For users of Western AI tools, the immediate impact is indirect but worth watching. DeepSeek already triggered a global AI price war with dramatically lower API costs after its January 2025 launch. If China's subsidy-fueled growth produces AI assistants with hundreds of millions of sticky users, the pressure on OpenAI and Google to cut prices or increase free-tier offerings will only intensify.

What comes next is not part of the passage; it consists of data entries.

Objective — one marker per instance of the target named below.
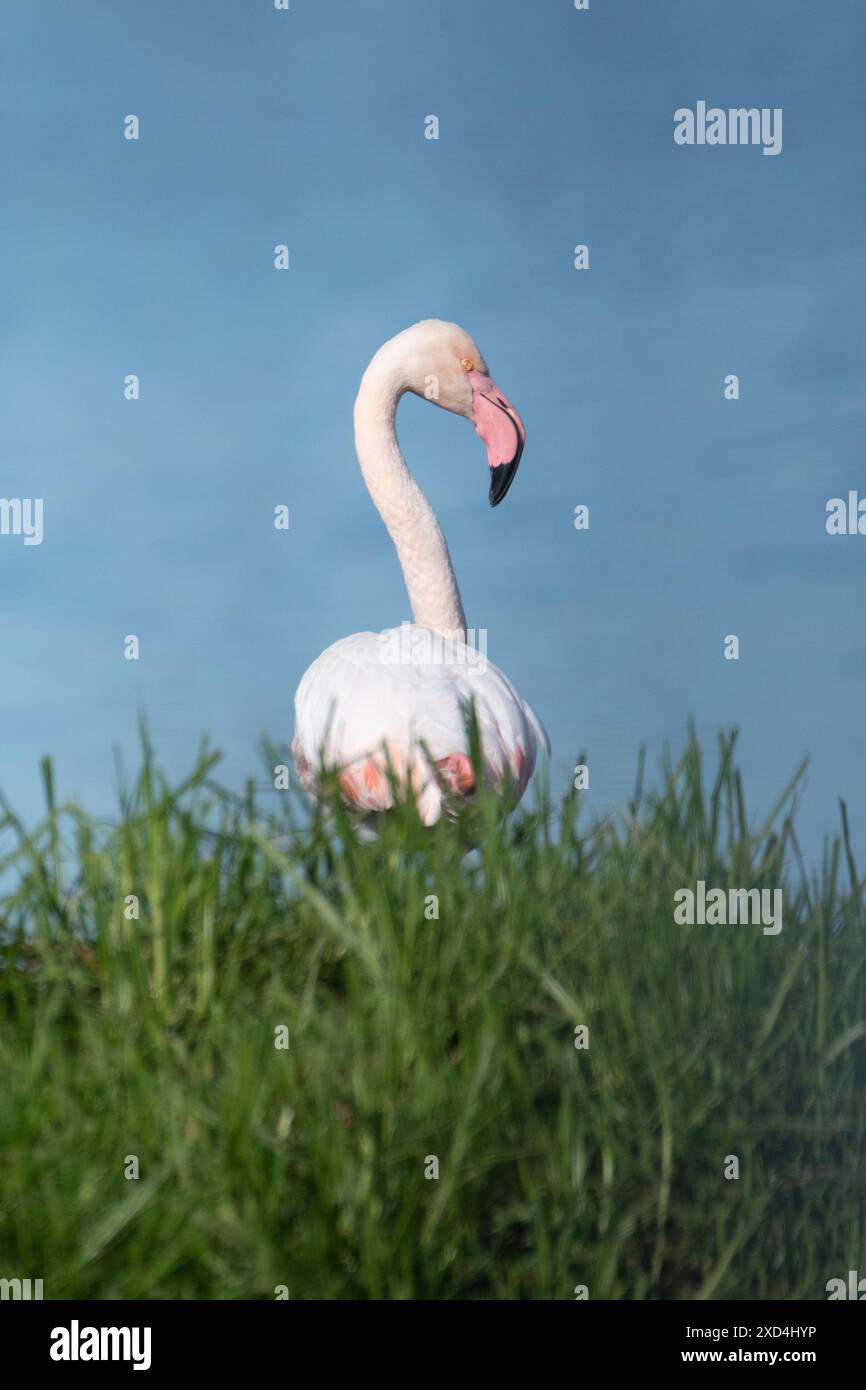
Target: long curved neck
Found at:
(410, 520)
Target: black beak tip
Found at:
(501, 478)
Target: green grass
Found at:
(413, 1037)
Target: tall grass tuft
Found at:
(431, 1001)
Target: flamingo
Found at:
(387, 710)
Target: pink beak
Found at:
(502, 430)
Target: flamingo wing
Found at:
(378, 719)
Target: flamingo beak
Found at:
(502, 430)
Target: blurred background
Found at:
(306, 128)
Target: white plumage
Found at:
(389, 709)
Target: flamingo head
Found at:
(444, 364)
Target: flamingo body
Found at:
(388, 710)
(385, 723)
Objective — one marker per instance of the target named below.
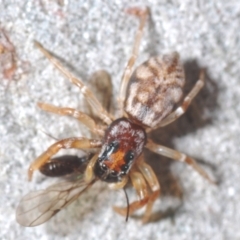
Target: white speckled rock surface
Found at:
(92, 35)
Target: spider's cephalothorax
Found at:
(123, 143)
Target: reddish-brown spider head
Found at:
(123, 143)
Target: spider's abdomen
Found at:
(154, 89)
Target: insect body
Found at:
(152, 91)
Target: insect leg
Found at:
(186, 102)
(140, 185)
(142, 14)
(80, 116)
(152, 181)
(168, 152)
(103, 114)
(78, 143)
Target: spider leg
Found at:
(80, 116)
(142, 14)
(140, 185)
(153, 183)
(78, 143)
(102, 113)
(168, 152)
(118, 185)
(186, 102)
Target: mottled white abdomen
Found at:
(154, 89)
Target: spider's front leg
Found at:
(142, 14)
(140, 186)
(77, 143)
(154, 185)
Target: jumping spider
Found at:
(146, 102)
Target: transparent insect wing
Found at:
(37, 207)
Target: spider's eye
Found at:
(114, 173)
(104, 167)
(112, 147)
(129, 156)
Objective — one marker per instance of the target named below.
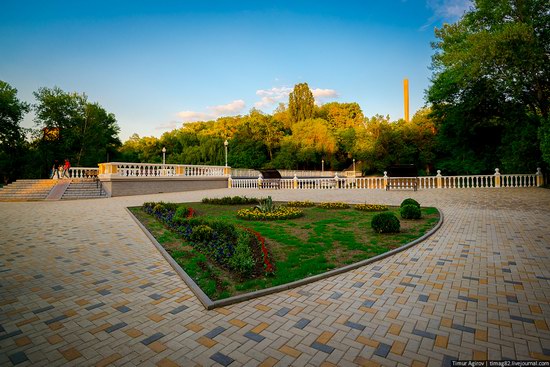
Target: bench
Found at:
(402, 176)
(271, 179)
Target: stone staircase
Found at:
(27, 190)
(84, 189)
(64, 189)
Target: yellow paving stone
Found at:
(479, 355)
(155, 317)
(207, 342)
(98, 316)
(109, 360)
(290, 351)
(70, 354)
(392, 314)
(166, 362)
(100, 328)
(363, 362)
(82, 302)
(499, 322)
(55, 326)
(54, 339)
(194, 327)
(223, 311)
(296, 310)
(395, 329)
(541, 325)
(20, 342)
(157, 347)
(238, 323)
(133, 333)
(258, 329)
(325, 337)
(183, 298)
(70, 313)
(379, 291)
(367, 341)
(27, 321)
(398, 347)
(481, 335)
(269, 362)
(441, 341)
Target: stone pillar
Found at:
(260, 179)
(497, 177)
(540, 178)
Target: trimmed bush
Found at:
(410, 212)
(385, 223)
(410, 201)
(371, 207)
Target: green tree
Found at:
(491, 86)
(301, 104)
(12, 136)
(74, 128)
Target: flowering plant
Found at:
(371, 207)
(335, 205)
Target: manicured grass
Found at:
(321, 240)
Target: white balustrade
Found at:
(424, 182)
(121, 169)
(83, 172)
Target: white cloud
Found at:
(275, 95)
(447, 10)
(213, 112)
(272, 96)
(321, 95)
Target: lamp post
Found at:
(225, 144)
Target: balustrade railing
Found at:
(121, 169)
(427, 182)
(83, 172)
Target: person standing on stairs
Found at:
(66, 167)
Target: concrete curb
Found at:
(209, 304)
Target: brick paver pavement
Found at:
(82, 285)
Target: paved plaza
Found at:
(81, 285)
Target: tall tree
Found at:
(12, 137)
(82, 131)
(301, 104)
(491, 84)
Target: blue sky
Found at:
(157, 64)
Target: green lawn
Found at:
(321, 240)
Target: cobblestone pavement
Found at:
(82, 285)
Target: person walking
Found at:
(66, 167)
(55, 169)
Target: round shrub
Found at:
(201, 233)
(385, 223)
(410, 212)
(410, 201)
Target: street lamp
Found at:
(225, 144)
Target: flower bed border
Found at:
(210, 305)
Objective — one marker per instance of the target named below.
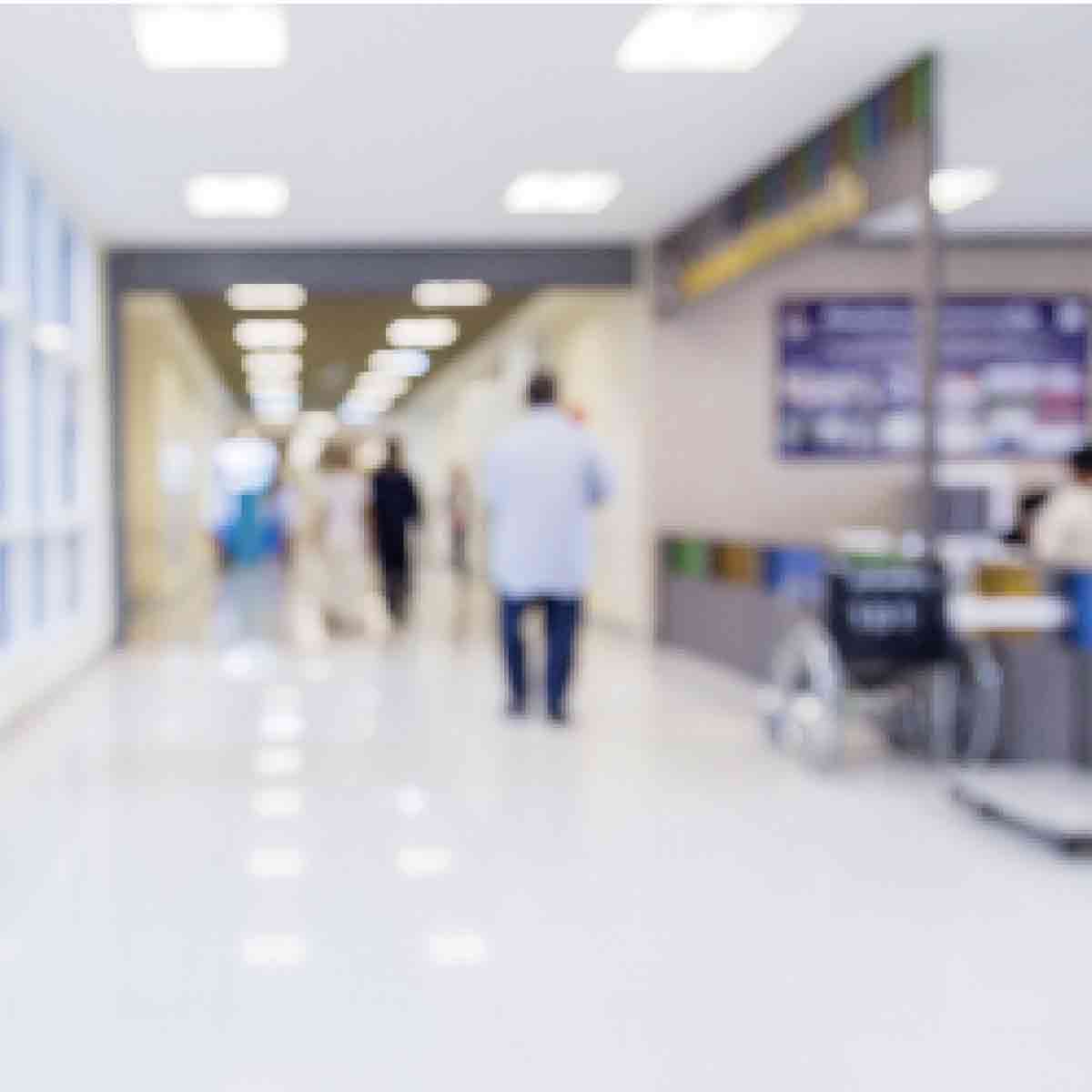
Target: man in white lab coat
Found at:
(1062, 536)
(543, 479)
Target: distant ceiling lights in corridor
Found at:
(562, 192)
(434, 332)
(266, 298)
(176, 37)
(451, 294)
(714, 38)
(238, 197)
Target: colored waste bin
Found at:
(795, 572)
(1077, 588)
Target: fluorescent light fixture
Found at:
(452, 294)
(955, 188)
(437, 332)
(399, 361)
(558, 192)
(274, 950)
(282, 724)
(277, 803)
(277, 864)
(52, 338)
(236, 197)
(691, 38)
(272, 365)
(458, 949)
(278, 762)
(266, 298)
(177, 37)
(420, 862)
(270, 333)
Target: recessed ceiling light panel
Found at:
(175, 37)
(52, 338)
(266, 298)
(721, 38)
(554, 192)
(238, 197)
(955, 188)
(451, 294)
(438, 332)
(270, 333)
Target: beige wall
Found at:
(177, 409)
(596, 343)
(713, 441)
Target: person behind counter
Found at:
(1027, 509)
(1062, 536)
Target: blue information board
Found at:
(1014, 377)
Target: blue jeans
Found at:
(561, 620)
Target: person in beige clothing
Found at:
(1062, 536)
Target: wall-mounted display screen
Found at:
(1014, 377)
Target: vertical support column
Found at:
(928, 309)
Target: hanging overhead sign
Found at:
(866, 158)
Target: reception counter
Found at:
(732, 602)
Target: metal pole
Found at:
(932, 289)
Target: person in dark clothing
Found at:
(394, 506)
(1027, 509)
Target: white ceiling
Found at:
(404, 125)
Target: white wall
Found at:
(177, 410)
(713, 453)
(596, 344)
(76, 533)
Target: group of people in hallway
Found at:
(541, 480)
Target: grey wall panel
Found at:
(1041, 714)
(730, 623)
(337, 271)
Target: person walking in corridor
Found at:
(543, 479)
(394, 506)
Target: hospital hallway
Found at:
(234, 863)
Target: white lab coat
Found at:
(543, 479)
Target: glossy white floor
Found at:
(230, 866)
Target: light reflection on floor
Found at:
(247, 853)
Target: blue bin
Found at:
(1077, 588)
(795, 572)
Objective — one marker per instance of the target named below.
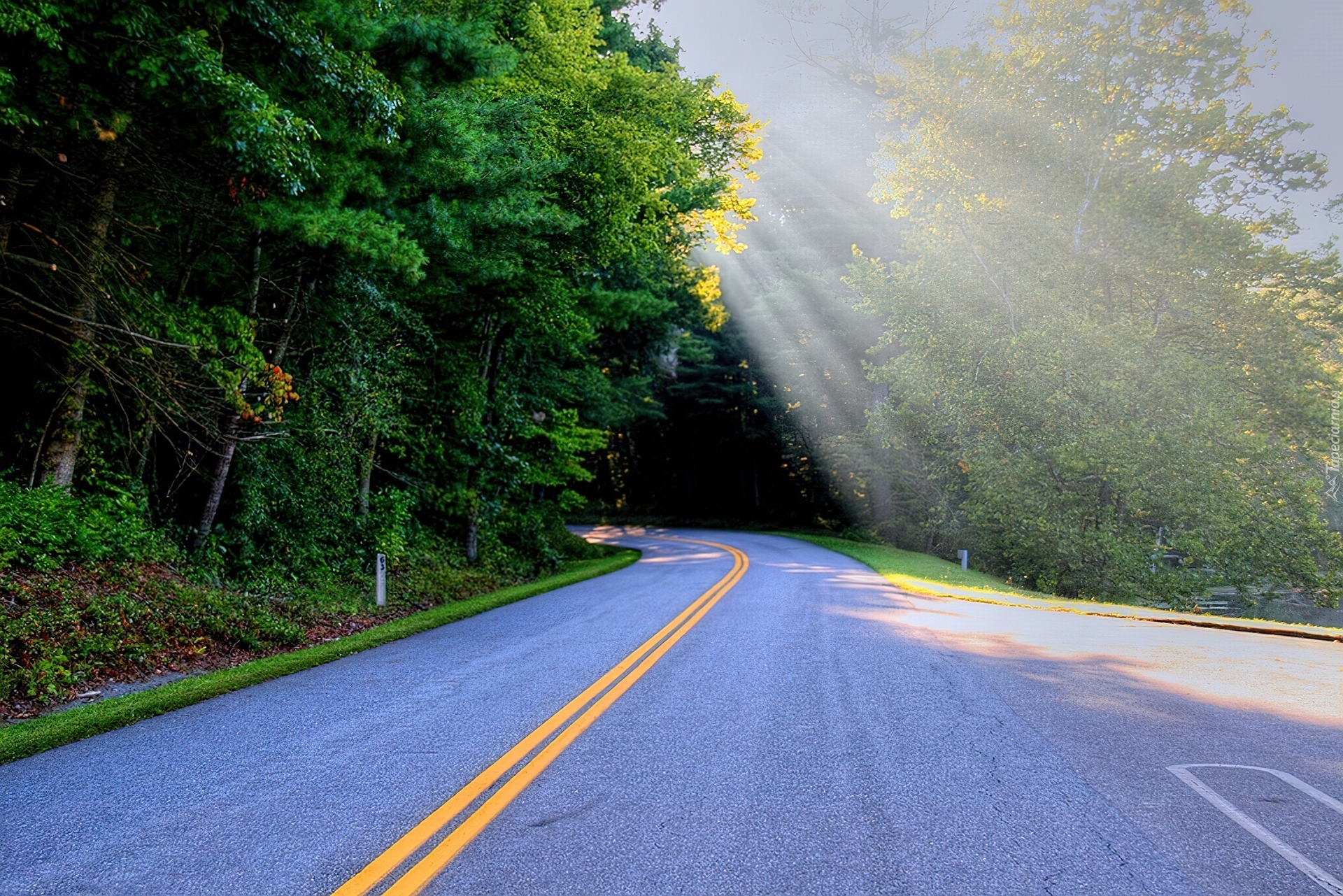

The bigger question is whether any of this spending produces genuine product adoption or just coupon-clipping behavior. Alibaba's 55% of orders coming from rural users suggests they reached new demographics, but a 3-minute average session time suggests those users aren't exactly power users yet. As one analyst put it, "People will try it out, but they won't see the value there, and then they will revert."

China's regulators are already watching. After similar subsidy wars in food delivery, the State Administration for Market Regulation stepped in. If the AI spending continues at this pace, expect similar intervention.